Se tivesse ao meu alcance todos os dias uma barrinha de morango e ruibarbo da Lindt, de macadâmia da Ritter – uma marca facilmente encontrada nos supermercados da Alemanha – ou o crocante Daim sueco para degustar demoradamente, seria uma pessoa de sorte. Mas fico muito feliz com uma barrinha ao leite da Kopenhagen.
Acredito que a melhor marca nacional para se trabalhar são a Nestlè e a Garoto. Dependendo tipo de chocolate prefiro um ou outro.

As fotos do seu site são lindas! Quem fotografa (Por acaso você se inspira no Cannelle et Vanille?)
Fico extremamente feliz quando elogiam as minhas fotos. Fotografia é uma de minhas paixões, mas sou bem amadora. Meu legado de arquitetura acaba influenciando como tiro fotos. Priorizo sempre fotos com fundo clean – less is more, como pregava o famoso arquiteto Mies van der Rohe – abuso da macro, às vezes extrapolando o limite da área da lente, na tentativa de mostrar a textura – (e o cheiro?) do doce.  As fotos do Cannelle et Vanille são incomparavelmente melhores!

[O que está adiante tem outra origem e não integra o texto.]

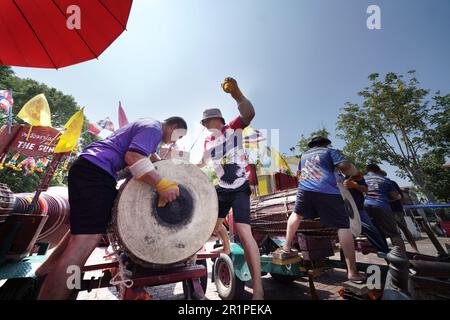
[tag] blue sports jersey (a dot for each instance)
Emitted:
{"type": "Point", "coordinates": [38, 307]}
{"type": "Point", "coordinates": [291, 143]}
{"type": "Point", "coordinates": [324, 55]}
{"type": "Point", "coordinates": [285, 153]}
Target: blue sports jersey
{"type": "Point", "coordinates": [317, 170]}
{"type": "Point", "coordinates": [379, 189]}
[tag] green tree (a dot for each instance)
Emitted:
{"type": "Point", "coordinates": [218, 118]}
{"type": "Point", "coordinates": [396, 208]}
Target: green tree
{"type": "Point", "coordinates": [400, 123]}
{"type": "Point", "coordinates": [62, 107]}
{"type": "Point", "coordinates": [302, 144]}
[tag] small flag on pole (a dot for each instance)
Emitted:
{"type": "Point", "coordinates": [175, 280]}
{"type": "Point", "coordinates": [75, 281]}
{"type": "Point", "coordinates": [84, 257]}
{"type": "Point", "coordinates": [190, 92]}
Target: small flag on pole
{"type": "Point", "coordinates": [6, 103]}
{"type": "Point", "coordinates": [36, 112]}
{"type": "Point", "coordinates": [106, 124]}
{"type": "Point", "coordinates": [6, 100]}
{"type": "Point", "coordinates": [94, 129]}
{"type": "Point", "coordinates": [123, 121]}
{"type": "Point", "coordinates": [69, 138]}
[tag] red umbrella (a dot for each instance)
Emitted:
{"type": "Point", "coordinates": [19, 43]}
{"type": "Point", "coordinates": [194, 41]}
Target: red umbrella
{"type": "Point", "coordinates": [58, 33]}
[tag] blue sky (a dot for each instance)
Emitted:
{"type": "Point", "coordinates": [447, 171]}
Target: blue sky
{"type": "Point", "coordinates": [298, 61]}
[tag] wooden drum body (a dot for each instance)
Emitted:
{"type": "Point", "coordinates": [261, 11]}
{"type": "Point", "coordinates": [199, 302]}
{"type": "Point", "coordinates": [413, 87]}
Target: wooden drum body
{"type": "Point", "coordinates": [161, 237]}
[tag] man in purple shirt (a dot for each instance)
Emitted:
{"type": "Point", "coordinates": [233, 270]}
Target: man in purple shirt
{"type": "Point", "coordinates": [92, 191]}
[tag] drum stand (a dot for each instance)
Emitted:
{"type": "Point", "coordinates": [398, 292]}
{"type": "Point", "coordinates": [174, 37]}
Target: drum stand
{"type": "Point", "coordinates": [190, 275]}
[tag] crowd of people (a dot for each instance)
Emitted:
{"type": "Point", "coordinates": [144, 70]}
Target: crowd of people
{"type": "Point", "coordinates": [93, 178]}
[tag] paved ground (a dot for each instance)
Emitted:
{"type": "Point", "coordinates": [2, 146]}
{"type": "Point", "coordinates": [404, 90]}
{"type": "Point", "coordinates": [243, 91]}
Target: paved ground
{"type": "Point", "coordinates": [327, 285]}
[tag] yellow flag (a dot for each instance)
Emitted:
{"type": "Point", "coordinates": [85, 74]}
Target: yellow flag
{"type": "Point", "coordinates": [36, 112]}
{"type": "Point", "coordinates": [280, 163]}
{"type": "Point", "coordinates": [69, 138]}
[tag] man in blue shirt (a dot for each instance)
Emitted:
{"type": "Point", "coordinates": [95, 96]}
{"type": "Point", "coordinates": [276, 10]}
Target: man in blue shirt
{"type": "Point", "coordinates": [357, 186]}
{"type": "Point", "coordinates": [377, 203]}
{"type": "Point", "coordinates": [397, 211]}
{"type": "Point", "coordinates": [318, 196]}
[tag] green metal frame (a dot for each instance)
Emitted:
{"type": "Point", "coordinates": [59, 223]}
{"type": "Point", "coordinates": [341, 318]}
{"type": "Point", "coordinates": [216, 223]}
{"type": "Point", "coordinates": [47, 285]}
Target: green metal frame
{"type": "Point", "coordinates": [242, 271]}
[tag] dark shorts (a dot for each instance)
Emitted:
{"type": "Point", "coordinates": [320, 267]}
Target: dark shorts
{"type": "Point", "coordinates": [384, 220]}
{"type": "Point", "coordinates": [330, 208]}
{"type": "Point", "coordinates": [238, 200]}
{"type": "Point", "coordinates": [92, 192]}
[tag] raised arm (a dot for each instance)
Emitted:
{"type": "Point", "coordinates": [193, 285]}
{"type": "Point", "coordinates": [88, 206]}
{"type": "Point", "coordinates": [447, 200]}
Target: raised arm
{"type": "Point", "coordinates": [245, 107]}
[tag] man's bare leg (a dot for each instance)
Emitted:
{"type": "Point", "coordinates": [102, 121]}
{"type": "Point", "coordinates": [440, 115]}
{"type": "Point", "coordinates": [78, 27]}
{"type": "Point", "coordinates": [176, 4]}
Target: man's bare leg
{"type": "Point", "coordinates": [48, 265]}
{"type": "Point", "coordinates": [292, 227]}
{"type": "Point", "coordinates": [222, 233]}
{"type": "Point", "coordinates": [251, 254]}
{"type": "Point", "coordinates": [77, 252]}
{"type": "Point", "coordinates": [348, 247]}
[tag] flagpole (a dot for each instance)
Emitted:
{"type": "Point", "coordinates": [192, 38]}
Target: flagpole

Você também dá aulas de culinária. Na hora de ensinar consegue se desprender e revelar todos os seus segredos (culinários, é claro!)?
Em relação aos segredos de técnicas, pulos de gato de produção e melhorias em sua otimização, a resposta é: totalmente! Só não posso revelar as receitas que tenho na produção devido a um contrato com o café da Hello Kitty.

No seu blog você se restringe aos doces. Você cozinha ‘salgados’ também?
A minha cozinha do dia-a-dia é simples e um pouco entediante. Como trabalho o dia inteiro na cozinha em pé, acabo chegando em casa anestesiada para o segundo round, sem muito ânimo para me aventurar em pratos diferentes que requerem muito tempo e disposição. Não cozinho, mas amo degustar cozinhas diferentes, da tunisiana a coreana.

Onde você busca inspiração para suas criações?
Hoje não tenho muito tempo para navegar na internet, ler livros ou assistir a programas de culinária, mas como gostaria! Além do trabalho de segunda a sábado, 12 horas por dia, tenho uma filhota que precisa de muita atenção. Mas, na época de criação de linha de produtos, mergulho nos livros, que foram e sempre serão a base de meu conhecimento.

Quais seus blogs e sites de culinária preferidos?
Adoro o Bakerella, Café Fernando, David Lebovitz, Martha Stewart, Sabor Saudade, Pecado da Gula, Prato Fundo… São tantos! Uns me atraem pelo texto divertido, alguns pelas sugestões bacanas, outros pela simplicidade…E tantos outros pela afinidade.

Qual seu doce que faz mais sucesso?
O que sai bastante são os nossos cupcakes, o pão de mel gift e o bem-casado de castanhas!